To answer your question, we have to ask: what is a swear word, anyway? Tolkien invented multiple words relating to sexual intercourse, which could easily be translated by English swear words - but given the way he presented elves as thinking about the subject, they definitely wouldn't be swearing in the original.

If instead we look at native curse words, Quenya actually provides a fair few insults. Nauco is a word for 'Dwarf' that means 'stunted one', and was very offensive; it's hard to imagine mortal Men would take kindly to being called Engwar ('The Sickly Ones') or Fírimar ('Those Apt to Die'). You'd probably offend just about anyone by using words like úvanima (hideous) or úvanima (monster) at them.

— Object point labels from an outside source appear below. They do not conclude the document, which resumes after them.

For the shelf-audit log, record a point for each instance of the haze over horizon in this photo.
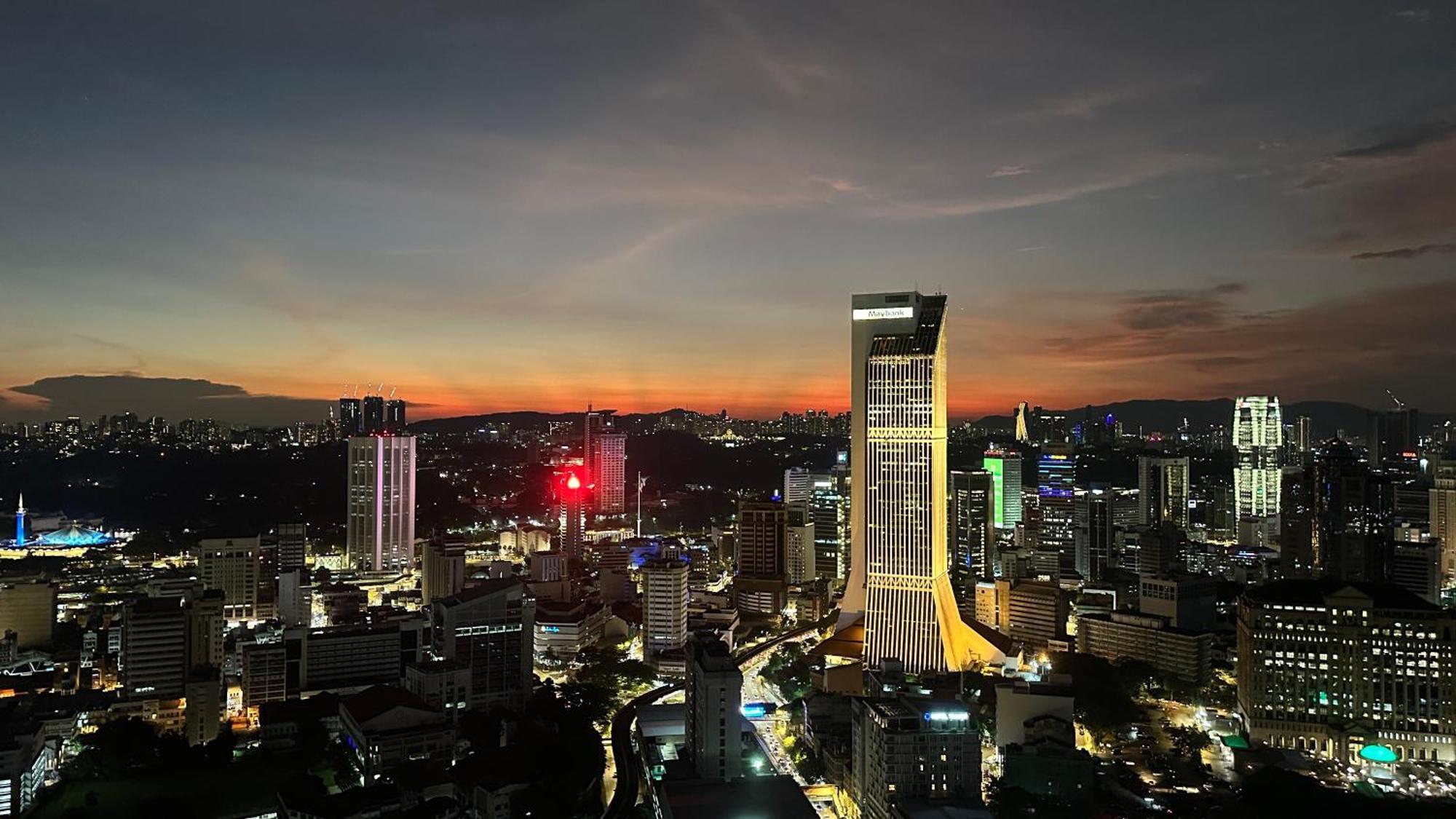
(670, 206)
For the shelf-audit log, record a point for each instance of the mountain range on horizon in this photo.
(1160, 414)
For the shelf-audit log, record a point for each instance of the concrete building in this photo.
(1021, 701)
(1184, 654)
(28, 609)
(899, 516)
(1036, 612)
(490, 628)
(231, 564)
(1163, 491)
(609, 471)
(972, 506)
(665, 606)
(1259, 433)
(1186, 601)
(381, 510)
(799, 545)
(914, 749)
(1330, 668)
(388, 726)
(714, 687)
(349, 657)
(764, 561)
(442, 571)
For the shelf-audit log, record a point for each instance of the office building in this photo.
(295, 598)
(573, 496)
(442, 571)
(490, 628)
(714, 697)
(388, 727)
(899, 513)
(1037, 612)
(1173, 652)
(231, 564)
(914, 749)
(799, 542)
(1055, 555)
(1330, 668)
(28, 609)
(165, 638)
(1444, 518)
(609, 472)
(972, 531)
(1416, 567)
(762, 580)
(1005, 468)
(382, 502)
(665, 606)
(293, 545)
(1163, 491)
(1353, 516)
(1186, 601)
(352, 417)
(1259, 432)
(1096, 531)
(347, 657)
(395, 417)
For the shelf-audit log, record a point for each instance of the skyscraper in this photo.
(973, 532)
(382, 502)
(1056, 539)
(899, 518)
(609, 454)
(764, 557)
(665, 606)
(1259, 432)
(714, 697)
(1163, 491)
(1005, 468)
(571, 510)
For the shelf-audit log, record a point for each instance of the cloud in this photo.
(1202, 344)
(1010, 171)
(1403, 145)
(91, 397)
(1168, 309)
(1407, 253)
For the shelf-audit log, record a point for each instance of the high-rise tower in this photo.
(382, 500)
(899, 570)
(1259, 432)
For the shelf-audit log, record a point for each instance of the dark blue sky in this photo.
(650, 205)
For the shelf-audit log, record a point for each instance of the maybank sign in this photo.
(885, 314)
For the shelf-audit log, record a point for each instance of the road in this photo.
(628, 761)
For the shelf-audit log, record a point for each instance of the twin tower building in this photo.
(899, 582)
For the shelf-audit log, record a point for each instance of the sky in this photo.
(244, 209)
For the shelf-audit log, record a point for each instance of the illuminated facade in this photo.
(1333, 668)
(1056, 538)
(1259, 433)
(899, 515)
(382, 502)
(1005, 468)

Sindarin has cognates to a some of these, being a related language. Naug is the same word as nauco, Firion and Firieth are the male and female forms of the word for 'one who dies, mortal'. Uvanima reappears as Urug, (monster), and there are delightful words like úvelui, meaning 'unloveable'.

Perhaps most delightfully, Sindarin has a word that could pretty much translate as 'swear word': úbedui is translated as 'not fit to say, unspeakable'. It's an adjective, so you'd need to say peth/pith úbedui, 'word/s unspeakable'.

The other Tolkienian languages are pretty fragmentary. Adunaic has a word dolgu which is noted as meaning night (evil) as opposed to lômi, night (neutral). Valarin has the word dušamanûðân, 'marred', which refers to the presence of evil in the world - I imagine they'd use it as a general-purpose comment on anything bad. And the Black Speech...

... is stuffed with swearing, because c'mon, it's Orcish. You can call someone a fool (glob), you can call them dungfilth (pushdug), you can use either skai of sha as an unglossed 'interjection of contempt' (possibly the only actual swear-words in Tolkien). All of these words come from the gloriously untranslated rant that pops up in the middle of The Two Towers: "Uglúk u bagronk sha pushdug Saruman-glob búbhosh skai!"

(Tolkien, being Tolkien, actually provided two totally contradictory translations of this at different times; Ardalambion accepts the earlier version, but either way it's highly offensive, and skai! remains an untranslated curse either way.)